High-capacity in vitro assessment of anti-hepatitis B virus compound selectivity by a virion-specific polymerase chain reaction assay.

An integrated assessment system specific for hepatitis B virus (HBV) Dane particle DNA was developed to examine the activity of potential anti-HBV compounds in chronic HBV-producing HepG2-derived 2.2.15 cells. Cell culture, immunoaffinity purification, polymerase chain reaction, and hybrid-capture detection were performed in the microtiter format to facilitate increased throughput by automation. The high sensitivity afforded by the assay provided quantitative detection of less than 0.5 fg of extracellular HBV DNA from 25 microliters of cell culture supernatants, and drug-induced reductions in HBV titers greater than 100-fold were easily measured. Fluorometric determination of total cellular DNA from the same 96-well proliferating cell cultures allowed simultaneous evaluation of inhibition of cell growth, thus providing the ability to assess the overall selectivities of candidate compounds in a single experiment.

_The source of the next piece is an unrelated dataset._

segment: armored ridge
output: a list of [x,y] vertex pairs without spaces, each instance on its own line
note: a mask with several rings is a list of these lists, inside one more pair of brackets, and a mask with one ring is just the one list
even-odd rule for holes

The potent activities of three anti-HBV compounds, the (+) and (-) enantiomers of cis-5-fluoro-1-[2-(hydroxymethyl)-1,3-oxythiolane-5-yl]cytosine (FTC) and D-carbocyclic-2'-deoxyguanosine (CDG), were confirmed by this method. (-)-FTC was more active than its (+) enantiomer (50% inhibitory concentrations, 0.033 +/- 0.006 and 0.723 +/- 0.160 microM [standard error of the mean; SEM], respectively), while both enantiomers demonstrated a lack of cytotoxicity at 200 microM. CDG was more potent (50% inhibitory concentration, 0.0063 +/- 0.0007 microM [SEM]) but was also significantly more toxic, inhibiting cell growth by 50% at 32 +/- 6 microM (SEM). These results demonstrate the usefulness of this immunoaffinity-based, quantitative polymerase chain reaction system as a high-capacity in vitro tool for assessment of anti-HBV compound selectivity.